Causal Inference
Evaluating the effects of New Jersey’s extreme risk protection order law on firearm violence among men and women Aayush Chitransh* Aayush Chitransh Chitransh New Jersey Institute of Technology
Statement of purpose:
In 2019, New Jersey implemented an Extreme Risk Protection Order (ERPO) law to reduce firearm-related violence. Evidence suggests that ERPO laws may affect firearm homicide rates differently for men and women. It is also plausible that those effects can be attributed to cities’ violence burden and law implementation practices. In New Jersey in particular, Camden, Elizabeth, Jersey City, Newark, Paterson and Trenton comprise approximately 12% percent of the state’s population yet account for 53% of fatal and non-fatal shootings.
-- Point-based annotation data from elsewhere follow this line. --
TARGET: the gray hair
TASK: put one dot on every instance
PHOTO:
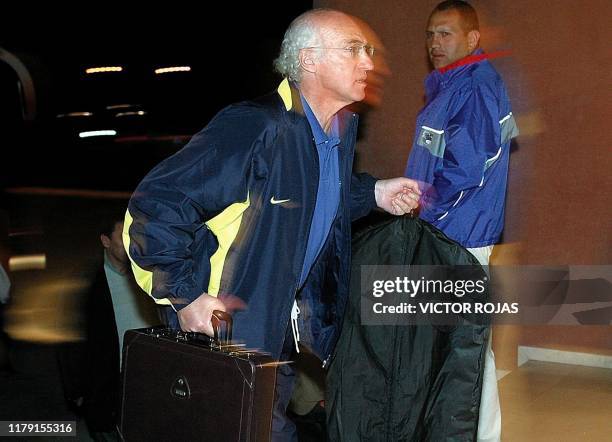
(302, 33)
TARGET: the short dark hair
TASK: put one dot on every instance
(469, 18)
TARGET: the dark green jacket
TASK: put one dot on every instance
(405, 383)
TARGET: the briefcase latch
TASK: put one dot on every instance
(180, 388)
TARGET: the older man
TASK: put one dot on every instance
(461, 151)
(256, 210)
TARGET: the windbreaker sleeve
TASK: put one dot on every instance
(471, 137)
(363, 199)
(164, 231)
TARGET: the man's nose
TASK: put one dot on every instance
(366, 61)
(434, 41)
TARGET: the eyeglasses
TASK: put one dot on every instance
(354, 50)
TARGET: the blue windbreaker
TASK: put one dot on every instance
(461, 150)
(230, 214)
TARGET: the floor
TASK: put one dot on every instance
(541, 401)
(545, 401)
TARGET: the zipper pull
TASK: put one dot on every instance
(295, 311)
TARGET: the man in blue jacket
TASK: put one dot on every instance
(461, 151)
(256, 210)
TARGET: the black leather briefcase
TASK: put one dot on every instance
(187, 387)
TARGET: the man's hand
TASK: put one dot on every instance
(196, 317)
(397, 195)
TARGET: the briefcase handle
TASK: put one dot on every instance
(219, 316)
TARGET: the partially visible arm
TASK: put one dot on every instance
(168, 210)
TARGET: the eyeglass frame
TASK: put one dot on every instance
(362, 48)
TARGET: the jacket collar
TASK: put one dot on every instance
(290, 96)
(477, 56)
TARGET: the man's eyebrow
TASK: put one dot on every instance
(354, 41)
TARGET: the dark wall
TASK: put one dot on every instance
(559, 80)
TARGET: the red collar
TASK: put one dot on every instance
(473, 59)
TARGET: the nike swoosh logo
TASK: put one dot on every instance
(275, 201)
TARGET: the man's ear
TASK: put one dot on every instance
(473, 39)
(307, 61)
(105, 240)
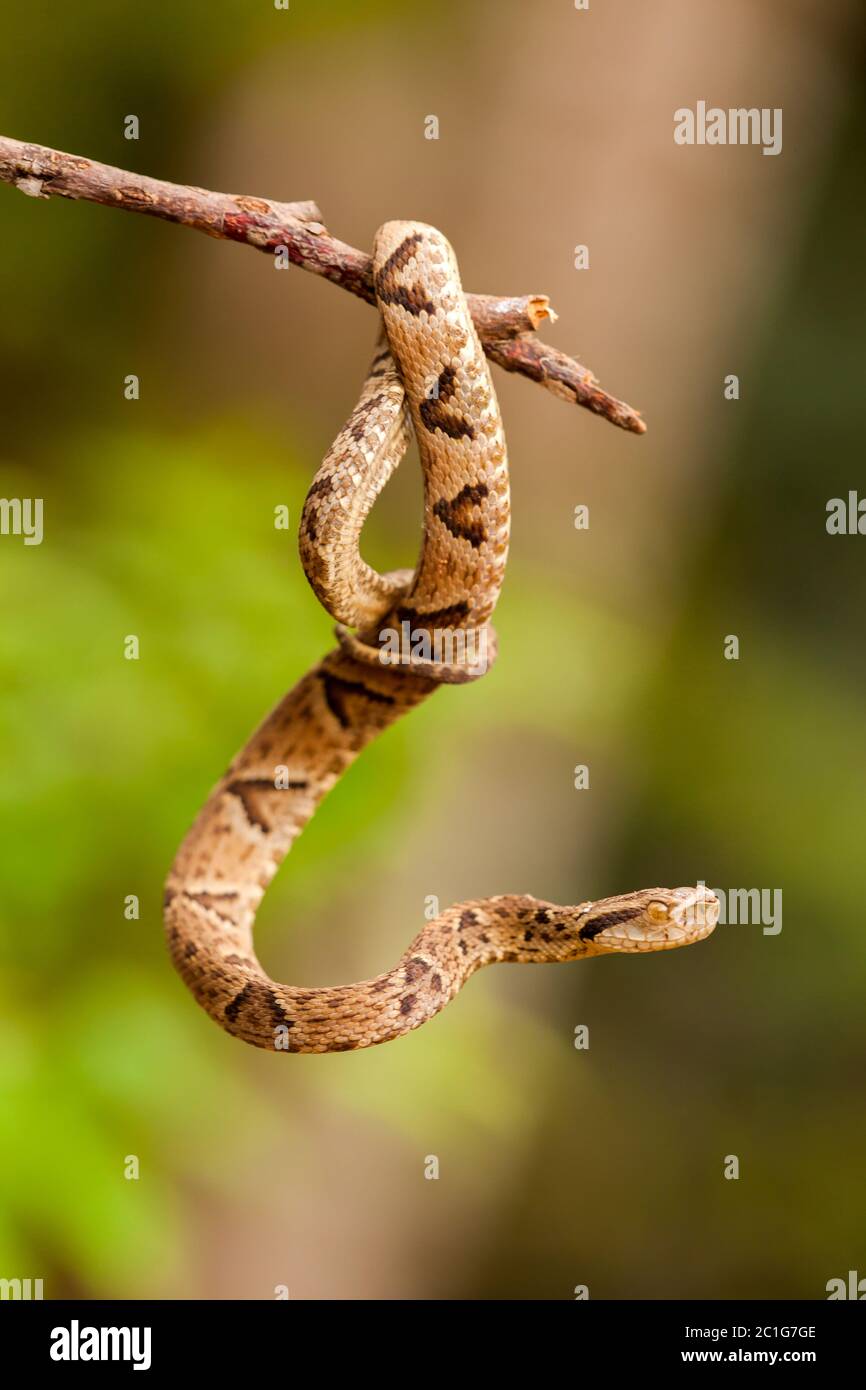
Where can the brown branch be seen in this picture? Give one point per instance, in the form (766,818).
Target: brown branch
(505,325)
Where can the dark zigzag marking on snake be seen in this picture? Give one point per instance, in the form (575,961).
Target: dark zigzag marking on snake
(608,919)
(437,417)
(452,513)
(242,786)
(409,298)
(337,688)
(206,900)
(435,617)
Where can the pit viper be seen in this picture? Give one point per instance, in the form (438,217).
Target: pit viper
(401,637)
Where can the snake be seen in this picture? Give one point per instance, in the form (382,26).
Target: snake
(428,377)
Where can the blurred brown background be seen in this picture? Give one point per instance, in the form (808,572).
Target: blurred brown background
(558,1166)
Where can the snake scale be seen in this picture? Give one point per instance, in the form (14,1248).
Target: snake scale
(428,375)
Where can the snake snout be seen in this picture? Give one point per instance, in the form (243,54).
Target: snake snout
(697,911)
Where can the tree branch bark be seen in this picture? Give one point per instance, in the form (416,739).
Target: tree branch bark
(505,325)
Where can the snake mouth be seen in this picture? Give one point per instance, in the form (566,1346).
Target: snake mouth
(663,919)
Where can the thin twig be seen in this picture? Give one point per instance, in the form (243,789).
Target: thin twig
(505,325)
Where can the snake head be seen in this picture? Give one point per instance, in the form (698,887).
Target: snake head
(654,919)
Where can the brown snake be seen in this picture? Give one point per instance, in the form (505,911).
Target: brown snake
(433,362)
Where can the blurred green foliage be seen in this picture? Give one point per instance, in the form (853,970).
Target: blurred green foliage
(602,1166)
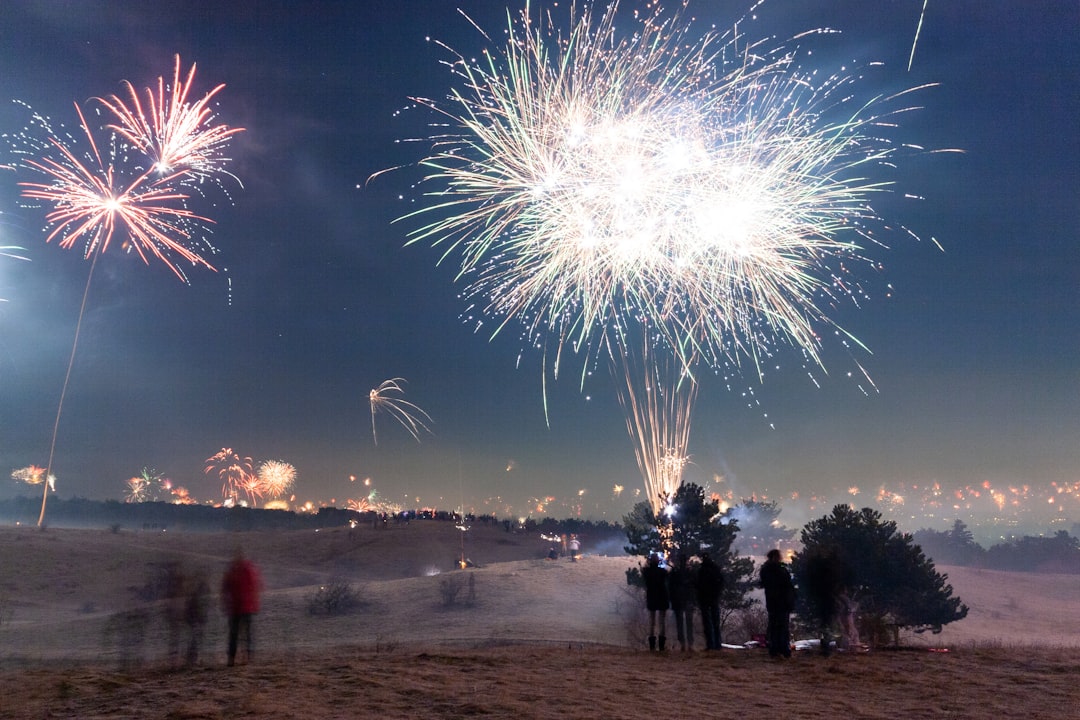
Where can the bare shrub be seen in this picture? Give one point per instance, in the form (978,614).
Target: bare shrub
(743,625)
(336,597)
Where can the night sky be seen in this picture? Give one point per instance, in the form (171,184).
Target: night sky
(316,298)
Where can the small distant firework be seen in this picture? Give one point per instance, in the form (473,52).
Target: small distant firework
(234,472)
(34,475)
(149,486)
(176,134)
(409,416)
(275,477)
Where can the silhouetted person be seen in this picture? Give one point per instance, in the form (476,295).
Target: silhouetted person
(656,599)
(847,609)
(680,588)
(779,602)
(710,586)
(823,586)
(240,594)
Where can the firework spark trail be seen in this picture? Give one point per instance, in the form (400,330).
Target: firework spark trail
(658,409)
(408,415)
(176,134)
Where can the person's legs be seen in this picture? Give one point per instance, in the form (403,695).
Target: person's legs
(680,627)
(246,622)
(233,637)
(772,635)
(714,626)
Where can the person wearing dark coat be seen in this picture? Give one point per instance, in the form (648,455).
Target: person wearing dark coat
(680,587)
(710,586)
(779,602)
(657,600)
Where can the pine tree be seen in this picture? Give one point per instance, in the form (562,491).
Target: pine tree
(881,568)
(690,525)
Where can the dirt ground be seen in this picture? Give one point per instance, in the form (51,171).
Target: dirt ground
(515,635)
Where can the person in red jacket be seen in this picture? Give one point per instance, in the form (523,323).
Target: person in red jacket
(240,595)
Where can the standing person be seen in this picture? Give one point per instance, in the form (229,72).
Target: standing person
(680,587)
(710,586)
(779,602)
(847,608)
(240,595)
(656,599)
This study evaluated the causal effect of ERPO law on firearm homicide between men and women across six counties that housed these cities: Camden, Union, Hudson, Essex, Passaic, and Mercer, respectively.
Method:
We used the Augmented Synthetic Control Method to evaluate the effectiveness of the ERPO law on men and women in the six counties. First, we considered the impact of the law at the county level and then we applied the same framework separately for men and women. Control units included all counties from the eight most geographically proximate states that had not implemented an ERPO law: Kentucky, Maine, New Hampshire, North Carolina, Ohio, Pennsylvania, Tennessee, and West Virginia.
Result and conclusion:
When considering the entire population, the law was observed to reduce firearm homicides in Camden, Essex, Hudson and Union counties, but not in Mercer and Passaic. Among men, similar reduction in firearm homicide rates was observed in the four aforementioned counties. Only in Union did firearm homicide rates decline for women.
Significance:
Results suggest that the ERPO law had a significant impact in four of the six counties, with stronger effects observed among male subgroups. Further analysis could consider city-level comparisons between high- and low-crime areas to better understand local variation in policy outcomes by gender.